Cape rain frogs exhibit a unique calling sound, a series of short intervals of squawking is produced by burrowing males during mating season.

=== Mating physiology ===
The African cape rain frog possesses special glands that secrete a glue-like substance used for amplexus. These adhesive glands are located on the pectoral region of male frogs and on the dorsum of female frogs. Studies suggest these adhesive glands have evolved independently. The females of this species have a higher concentration of the adhesive glands than the males. These glands assist mating pairs in sticking to one another during sexual reproduction.

== Ecology ==
The Cape rain frog lives underground and usually emerges just before rains (whence it got its common name). It may also be seen in misty or damp conditions. Its burrowing provides a role in aerating soil in the southwestern Cape. It feeds on worms and small insects. When alarmed, it increases its apparent size by swallowing air; hence the species is given the Afrikaans common name of blaasoppie. As burrowing frogs, they have thick, muscular legs, which enable them to burrow for shelter. This species does not require open water to breed; in fact, it cannot swim and will drown if placed in water.

== Habitat ==
The cape rain frog is endemic to Fynbos biomes in the southwestern parts of the Western Cape of South Africa. These ecosystems are lush with natural shrub land, forests and woodlands. Fynbos biomes are located in both the Southern and Western cape of South Africa.
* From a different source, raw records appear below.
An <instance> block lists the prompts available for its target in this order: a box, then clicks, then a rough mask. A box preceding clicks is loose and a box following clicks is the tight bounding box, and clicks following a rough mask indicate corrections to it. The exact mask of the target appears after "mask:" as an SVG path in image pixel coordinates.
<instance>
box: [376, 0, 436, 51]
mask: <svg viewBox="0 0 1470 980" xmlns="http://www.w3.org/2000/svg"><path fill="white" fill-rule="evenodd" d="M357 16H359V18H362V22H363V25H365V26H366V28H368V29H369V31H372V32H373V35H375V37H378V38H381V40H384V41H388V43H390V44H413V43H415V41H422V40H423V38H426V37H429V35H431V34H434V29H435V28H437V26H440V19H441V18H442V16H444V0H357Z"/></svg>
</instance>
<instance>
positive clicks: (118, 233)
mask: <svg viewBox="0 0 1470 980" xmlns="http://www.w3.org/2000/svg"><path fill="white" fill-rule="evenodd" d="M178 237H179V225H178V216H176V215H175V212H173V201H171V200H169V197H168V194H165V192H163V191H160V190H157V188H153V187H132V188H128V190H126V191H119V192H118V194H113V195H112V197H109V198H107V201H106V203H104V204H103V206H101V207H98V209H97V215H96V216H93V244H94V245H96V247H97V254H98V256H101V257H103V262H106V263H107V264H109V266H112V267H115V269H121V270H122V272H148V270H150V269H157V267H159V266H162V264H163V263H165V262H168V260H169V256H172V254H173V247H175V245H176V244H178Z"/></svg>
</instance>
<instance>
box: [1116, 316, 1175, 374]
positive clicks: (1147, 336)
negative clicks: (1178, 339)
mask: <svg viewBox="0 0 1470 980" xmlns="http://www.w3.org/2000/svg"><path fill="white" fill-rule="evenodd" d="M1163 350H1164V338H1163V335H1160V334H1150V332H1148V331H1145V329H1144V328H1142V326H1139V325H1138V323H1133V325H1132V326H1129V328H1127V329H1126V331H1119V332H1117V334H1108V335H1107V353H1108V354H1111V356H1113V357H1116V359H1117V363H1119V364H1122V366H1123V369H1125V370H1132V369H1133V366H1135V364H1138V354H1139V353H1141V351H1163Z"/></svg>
Rain frogs are also known to live underground in burrows they create by burrowing backward while simultaneously scooping sand to cover themselves. Cape rain frogs can also be found in developed areas like agricultural grounds, pine plantations and residential gardens.

== Breeding ==
During mating season, males call from beneath vegetation or from their burrows so that the females can locate them. Since he is too small to get a firm grip on the female, she secretes a sticky liquid that glues him to her back. Fertilization takes place in a burrow that the female has dug where groups of approximately 22 eggs are laid. They lay fertile eggs and jelly capsules, which provide moisture for the developing froglets. The females will remain burrowed near the eggs until they become young froglets without undergoing the tadpole stage.

==Conservation==
The species is currently classified as near threatened by the IUCN. The main threats consist of ongoing habitat loss in the diminishing fynbos biomes, through the expansion of urban sprawl and agriculture. The main threat to this species survival is habitat destruction and degradation. Due to rapid urbanization, the cape frogs Fynbos habitat suffers from destruction and fragmentation which diminishes the species population. Currently there are no restoration projects proposed, however there are populations of this species in projected parks. Parks include Cape Peninsula National Park, Helderberg Nature Reserve and Paarl Mountain Nature Reserve. Domestic conservation efforts concerning the cape frog populations in residential areas include prevention of paving ground and prevention of converting open spaces into urban development.

== Feeding ==
The diet of the cape rain frog consist mainly worms, termites and other insects.

== Survival ==
Like most frogs in its genus, the cape rain frog has a unique body shape preventing it from jumping or swimming. Thus, its survival mechanisms are similar to other frogs in its genus: it is able to inflate its body to appear bigger and keep away predators, and is also able to emit a high pitched chirp when it is in danger. It may also retreat to its burrow to hide from potential danger.